I am something of a preservationist. For example, I don’t like it when some major player wants to destroy a Civil War battlefield to put up a theme park or housing development.
My preservation instincts carry over to sports stadiums. So it was with sadness that today the Roanoke Times reminded me of the demolition of Victory Stadium in 2006. The tearing down of this stadium was one of the pivotal events in Roanoke in the opening decade of the 21st century. Thus, the Times made note of it.
Like a lot of old structures it apparently became a political football (pun intended) over the years. A government favorable to the stadium’s destruction was elected in 2006 and the destructionists finally won out.
The reason I lament Victory Stadium’s demise is because I have a lot of memories associated with it. During my one year of organized football in the sixth grade I played on its turf. I may have been the worst player on the worst team in our league, but it was still a memorable experience.

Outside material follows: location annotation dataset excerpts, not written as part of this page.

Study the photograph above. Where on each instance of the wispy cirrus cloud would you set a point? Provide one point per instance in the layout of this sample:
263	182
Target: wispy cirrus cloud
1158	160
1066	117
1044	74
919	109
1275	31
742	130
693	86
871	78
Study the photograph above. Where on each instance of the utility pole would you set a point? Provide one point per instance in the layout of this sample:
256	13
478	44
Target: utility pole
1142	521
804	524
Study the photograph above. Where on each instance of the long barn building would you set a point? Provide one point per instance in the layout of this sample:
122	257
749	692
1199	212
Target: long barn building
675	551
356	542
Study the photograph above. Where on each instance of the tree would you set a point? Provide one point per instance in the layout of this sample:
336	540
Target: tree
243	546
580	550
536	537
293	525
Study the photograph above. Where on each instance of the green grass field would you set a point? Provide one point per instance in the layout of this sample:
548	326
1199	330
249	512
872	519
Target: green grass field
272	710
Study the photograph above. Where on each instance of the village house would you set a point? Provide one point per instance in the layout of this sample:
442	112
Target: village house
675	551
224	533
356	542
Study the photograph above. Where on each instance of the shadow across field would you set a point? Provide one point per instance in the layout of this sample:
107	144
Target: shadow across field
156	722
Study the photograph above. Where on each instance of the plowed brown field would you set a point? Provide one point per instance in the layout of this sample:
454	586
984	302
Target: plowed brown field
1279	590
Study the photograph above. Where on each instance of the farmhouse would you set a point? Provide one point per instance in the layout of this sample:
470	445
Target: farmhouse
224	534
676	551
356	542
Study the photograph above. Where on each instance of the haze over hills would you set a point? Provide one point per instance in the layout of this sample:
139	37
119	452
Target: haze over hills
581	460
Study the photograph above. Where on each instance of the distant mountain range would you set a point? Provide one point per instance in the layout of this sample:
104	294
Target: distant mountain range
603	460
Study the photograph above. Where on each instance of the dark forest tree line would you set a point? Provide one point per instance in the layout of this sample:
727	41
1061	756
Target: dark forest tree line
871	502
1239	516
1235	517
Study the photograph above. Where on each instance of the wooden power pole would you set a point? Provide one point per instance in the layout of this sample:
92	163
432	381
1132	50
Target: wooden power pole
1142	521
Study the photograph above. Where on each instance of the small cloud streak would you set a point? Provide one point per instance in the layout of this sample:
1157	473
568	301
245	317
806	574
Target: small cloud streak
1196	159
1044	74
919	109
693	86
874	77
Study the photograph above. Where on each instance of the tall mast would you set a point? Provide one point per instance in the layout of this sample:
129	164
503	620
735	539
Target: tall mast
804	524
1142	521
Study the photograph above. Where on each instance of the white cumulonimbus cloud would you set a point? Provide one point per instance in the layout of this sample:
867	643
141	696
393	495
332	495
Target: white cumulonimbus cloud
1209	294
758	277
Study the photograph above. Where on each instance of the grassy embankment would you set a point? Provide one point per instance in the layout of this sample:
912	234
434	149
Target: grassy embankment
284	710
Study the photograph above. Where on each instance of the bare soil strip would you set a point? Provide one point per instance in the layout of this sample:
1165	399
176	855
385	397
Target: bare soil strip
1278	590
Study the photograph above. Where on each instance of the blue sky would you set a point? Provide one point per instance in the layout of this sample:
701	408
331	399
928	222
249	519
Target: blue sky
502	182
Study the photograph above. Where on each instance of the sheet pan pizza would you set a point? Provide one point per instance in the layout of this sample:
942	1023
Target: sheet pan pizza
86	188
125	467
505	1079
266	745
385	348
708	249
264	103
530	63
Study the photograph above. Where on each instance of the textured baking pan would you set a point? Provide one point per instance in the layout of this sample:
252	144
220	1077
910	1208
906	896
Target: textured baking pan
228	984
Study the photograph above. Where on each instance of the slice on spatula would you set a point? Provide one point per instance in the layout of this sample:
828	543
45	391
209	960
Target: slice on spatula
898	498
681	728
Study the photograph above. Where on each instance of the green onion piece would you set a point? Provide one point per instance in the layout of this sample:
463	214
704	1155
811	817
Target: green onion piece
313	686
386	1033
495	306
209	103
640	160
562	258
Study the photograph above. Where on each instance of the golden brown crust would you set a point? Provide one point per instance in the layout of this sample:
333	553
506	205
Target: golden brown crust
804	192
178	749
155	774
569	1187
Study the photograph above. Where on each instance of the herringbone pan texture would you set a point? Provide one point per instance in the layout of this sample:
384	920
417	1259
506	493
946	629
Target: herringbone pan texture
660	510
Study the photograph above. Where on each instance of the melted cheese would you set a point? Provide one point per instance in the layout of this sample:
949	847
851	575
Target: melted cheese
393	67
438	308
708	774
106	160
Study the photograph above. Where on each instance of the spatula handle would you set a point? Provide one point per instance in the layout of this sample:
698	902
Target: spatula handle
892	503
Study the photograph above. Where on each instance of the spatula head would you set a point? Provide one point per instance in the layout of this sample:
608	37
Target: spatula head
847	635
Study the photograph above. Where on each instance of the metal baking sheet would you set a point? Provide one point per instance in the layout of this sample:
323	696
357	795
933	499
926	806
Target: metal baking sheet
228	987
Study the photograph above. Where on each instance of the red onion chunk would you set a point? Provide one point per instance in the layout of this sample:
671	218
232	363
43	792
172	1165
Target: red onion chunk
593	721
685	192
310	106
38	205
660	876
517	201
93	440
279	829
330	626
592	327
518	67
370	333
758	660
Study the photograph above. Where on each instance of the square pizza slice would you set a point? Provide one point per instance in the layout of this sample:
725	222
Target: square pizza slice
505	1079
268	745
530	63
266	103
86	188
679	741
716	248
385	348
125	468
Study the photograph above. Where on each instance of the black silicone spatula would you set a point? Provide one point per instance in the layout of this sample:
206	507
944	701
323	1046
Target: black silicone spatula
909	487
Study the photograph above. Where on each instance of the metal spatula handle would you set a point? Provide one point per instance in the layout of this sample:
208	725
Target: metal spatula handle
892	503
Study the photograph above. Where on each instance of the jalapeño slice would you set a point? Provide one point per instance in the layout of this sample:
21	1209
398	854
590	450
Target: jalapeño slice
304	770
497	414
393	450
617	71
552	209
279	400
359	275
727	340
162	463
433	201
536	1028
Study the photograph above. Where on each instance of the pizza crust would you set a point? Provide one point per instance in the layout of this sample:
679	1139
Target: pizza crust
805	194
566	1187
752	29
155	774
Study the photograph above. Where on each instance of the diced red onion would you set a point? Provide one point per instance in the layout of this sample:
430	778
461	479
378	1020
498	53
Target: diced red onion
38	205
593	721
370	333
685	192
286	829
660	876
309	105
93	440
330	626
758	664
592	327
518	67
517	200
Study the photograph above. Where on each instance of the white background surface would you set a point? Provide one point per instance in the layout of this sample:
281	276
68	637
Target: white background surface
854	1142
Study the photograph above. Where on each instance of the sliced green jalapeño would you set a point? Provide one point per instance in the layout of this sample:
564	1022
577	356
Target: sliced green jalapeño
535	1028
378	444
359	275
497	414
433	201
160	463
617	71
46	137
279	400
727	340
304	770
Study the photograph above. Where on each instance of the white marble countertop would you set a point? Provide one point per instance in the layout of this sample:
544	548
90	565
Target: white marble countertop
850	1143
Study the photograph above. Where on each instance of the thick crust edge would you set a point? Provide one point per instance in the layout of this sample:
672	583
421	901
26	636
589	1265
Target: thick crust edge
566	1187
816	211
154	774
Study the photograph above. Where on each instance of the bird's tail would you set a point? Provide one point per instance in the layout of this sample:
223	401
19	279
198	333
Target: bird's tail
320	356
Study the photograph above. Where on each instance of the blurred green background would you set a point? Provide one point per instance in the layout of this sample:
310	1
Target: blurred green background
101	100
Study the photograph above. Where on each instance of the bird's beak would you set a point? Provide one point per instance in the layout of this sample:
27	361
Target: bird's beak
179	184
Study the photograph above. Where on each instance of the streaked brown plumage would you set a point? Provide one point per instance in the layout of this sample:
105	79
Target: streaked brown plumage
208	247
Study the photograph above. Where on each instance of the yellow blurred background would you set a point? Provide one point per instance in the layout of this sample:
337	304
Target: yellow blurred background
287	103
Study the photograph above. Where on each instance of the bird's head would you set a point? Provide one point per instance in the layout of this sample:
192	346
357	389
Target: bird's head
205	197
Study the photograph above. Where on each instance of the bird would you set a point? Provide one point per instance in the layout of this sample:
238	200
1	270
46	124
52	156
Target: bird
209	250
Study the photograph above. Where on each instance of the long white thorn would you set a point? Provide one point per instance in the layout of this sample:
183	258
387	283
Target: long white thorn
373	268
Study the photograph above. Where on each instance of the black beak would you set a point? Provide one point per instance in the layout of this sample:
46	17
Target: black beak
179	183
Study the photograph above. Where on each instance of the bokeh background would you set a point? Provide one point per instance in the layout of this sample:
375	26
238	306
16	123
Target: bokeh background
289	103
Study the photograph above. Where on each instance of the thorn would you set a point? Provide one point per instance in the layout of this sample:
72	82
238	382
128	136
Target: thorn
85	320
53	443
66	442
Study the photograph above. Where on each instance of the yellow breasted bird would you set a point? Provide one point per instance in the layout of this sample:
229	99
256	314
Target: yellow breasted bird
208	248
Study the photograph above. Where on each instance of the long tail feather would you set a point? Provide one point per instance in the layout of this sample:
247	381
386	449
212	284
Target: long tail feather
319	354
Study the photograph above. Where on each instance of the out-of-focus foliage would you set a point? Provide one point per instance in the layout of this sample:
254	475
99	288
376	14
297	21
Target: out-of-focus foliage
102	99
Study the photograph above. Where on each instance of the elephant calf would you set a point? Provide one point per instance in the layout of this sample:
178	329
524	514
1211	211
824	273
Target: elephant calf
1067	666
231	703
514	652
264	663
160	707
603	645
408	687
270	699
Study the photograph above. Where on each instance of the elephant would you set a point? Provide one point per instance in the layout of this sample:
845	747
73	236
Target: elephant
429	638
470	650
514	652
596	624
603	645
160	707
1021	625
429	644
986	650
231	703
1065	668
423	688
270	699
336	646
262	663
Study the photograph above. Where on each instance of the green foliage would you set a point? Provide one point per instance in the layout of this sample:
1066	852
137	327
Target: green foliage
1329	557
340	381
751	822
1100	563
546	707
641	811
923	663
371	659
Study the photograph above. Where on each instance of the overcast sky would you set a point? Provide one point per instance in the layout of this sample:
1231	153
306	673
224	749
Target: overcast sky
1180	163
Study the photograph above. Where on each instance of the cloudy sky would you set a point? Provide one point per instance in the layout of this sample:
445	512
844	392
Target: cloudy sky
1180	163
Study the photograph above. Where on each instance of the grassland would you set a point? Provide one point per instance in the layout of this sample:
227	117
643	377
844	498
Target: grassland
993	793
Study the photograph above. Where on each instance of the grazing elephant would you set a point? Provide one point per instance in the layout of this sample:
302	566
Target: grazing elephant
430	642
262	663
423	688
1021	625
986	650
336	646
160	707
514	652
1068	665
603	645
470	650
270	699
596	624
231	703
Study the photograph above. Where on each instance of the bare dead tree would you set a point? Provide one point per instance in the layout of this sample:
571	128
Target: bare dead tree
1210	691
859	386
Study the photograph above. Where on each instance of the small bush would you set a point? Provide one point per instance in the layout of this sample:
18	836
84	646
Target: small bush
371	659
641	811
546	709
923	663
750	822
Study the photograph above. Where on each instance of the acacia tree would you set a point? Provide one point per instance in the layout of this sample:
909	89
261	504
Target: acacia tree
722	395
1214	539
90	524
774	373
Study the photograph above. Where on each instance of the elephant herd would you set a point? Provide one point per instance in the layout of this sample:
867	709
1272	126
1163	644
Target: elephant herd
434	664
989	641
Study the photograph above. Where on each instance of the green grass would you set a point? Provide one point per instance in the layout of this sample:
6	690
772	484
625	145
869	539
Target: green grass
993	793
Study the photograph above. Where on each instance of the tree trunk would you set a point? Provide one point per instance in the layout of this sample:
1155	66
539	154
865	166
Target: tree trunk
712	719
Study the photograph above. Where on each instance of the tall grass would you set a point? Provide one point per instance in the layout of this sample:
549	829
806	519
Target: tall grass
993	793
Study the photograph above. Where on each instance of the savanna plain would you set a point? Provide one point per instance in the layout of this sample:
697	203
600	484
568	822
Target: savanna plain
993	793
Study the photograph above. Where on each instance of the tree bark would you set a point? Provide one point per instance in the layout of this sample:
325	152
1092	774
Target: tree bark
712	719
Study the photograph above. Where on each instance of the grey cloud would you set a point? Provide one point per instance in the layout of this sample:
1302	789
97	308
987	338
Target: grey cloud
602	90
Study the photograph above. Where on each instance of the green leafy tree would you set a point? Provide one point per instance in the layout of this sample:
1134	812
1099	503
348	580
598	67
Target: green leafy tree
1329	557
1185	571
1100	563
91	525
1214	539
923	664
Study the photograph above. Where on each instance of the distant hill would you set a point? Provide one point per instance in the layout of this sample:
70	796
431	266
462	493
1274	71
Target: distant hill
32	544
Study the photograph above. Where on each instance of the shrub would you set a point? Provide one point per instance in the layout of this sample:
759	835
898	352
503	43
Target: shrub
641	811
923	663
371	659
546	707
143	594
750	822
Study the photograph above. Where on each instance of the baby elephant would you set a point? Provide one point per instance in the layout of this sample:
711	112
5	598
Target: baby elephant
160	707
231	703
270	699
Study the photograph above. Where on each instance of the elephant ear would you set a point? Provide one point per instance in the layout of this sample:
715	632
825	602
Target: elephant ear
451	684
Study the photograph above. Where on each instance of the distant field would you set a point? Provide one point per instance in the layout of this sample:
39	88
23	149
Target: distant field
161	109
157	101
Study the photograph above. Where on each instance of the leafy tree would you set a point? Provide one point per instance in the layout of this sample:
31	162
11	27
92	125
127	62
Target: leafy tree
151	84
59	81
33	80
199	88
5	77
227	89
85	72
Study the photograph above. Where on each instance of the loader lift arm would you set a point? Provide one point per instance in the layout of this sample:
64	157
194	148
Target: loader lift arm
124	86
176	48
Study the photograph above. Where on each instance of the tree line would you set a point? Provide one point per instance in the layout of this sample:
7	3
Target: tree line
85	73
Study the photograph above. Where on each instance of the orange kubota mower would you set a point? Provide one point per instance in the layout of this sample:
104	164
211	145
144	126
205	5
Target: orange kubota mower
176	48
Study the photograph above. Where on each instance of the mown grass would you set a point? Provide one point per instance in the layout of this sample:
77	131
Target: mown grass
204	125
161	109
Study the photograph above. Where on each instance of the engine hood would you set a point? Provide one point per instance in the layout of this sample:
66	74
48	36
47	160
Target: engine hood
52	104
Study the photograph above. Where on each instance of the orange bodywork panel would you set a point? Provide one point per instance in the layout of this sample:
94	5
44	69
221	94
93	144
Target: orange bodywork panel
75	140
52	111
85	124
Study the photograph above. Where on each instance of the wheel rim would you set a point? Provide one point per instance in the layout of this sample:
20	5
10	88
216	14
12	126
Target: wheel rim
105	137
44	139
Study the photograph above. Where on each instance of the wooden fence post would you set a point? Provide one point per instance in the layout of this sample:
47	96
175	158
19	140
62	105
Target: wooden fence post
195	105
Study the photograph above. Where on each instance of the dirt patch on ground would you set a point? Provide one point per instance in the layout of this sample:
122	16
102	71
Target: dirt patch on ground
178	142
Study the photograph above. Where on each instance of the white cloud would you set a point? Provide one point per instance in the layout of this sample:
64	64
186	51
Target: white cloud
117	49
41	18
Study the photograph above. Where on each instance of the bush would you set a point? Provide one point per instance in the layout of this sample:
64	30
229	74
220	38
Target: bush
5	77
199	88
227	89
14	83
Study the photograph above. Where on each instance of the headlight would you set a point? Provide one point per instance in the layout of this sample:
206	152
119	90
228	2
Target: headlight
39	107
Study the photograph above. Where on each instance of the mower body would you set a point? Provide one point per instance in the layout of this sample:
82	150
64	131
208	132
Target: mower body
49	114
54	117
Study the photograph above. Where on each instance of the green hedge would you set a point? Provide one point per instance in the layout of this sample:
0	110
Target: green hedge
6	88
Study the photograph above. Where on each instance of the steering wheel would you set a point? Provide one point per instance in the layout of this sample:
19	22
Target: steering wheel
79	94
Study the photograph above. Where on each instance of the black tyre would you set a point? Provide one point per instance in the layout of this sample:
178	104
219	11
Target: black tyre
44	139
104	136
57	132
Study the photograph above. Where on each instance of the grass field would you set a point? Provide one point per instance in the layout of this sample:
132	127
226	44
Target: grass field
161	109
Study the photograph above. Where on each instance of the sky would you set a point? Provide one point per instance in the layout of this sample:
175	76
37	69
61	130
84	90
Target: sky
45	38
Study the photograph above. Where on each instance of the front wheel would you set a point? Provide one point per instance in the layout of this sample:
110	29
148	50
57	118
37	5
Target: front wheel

I also recall watching other games there. One of them was a match between Virginia Military Institute and Georgia Tech. As a young boy it was really something to be sitting among a bunch of manly, uniformed VMI Keydets.
Victory Stadium also hosted visiting celebrities. I was there when Barry Sadler, a heroic Vietnam War vet and performer of The Ballad of the Green Berets came to town. I took a picture of him coming into the stadium in an open convertible. Unfortunately, the picture has been lost over
It would be different if the stadium had been replaced with a renovated field, or perhaps something else meaningful. But one source tells me that that the site now hosts public athletic fields. While I suppose this alternative is nice for some people who use it, it seems to me a use more beneficial to the entire Roanoke area could have been thought of.
But that’s government at work, folks. We get what we deserve when we vote in certain yahoos.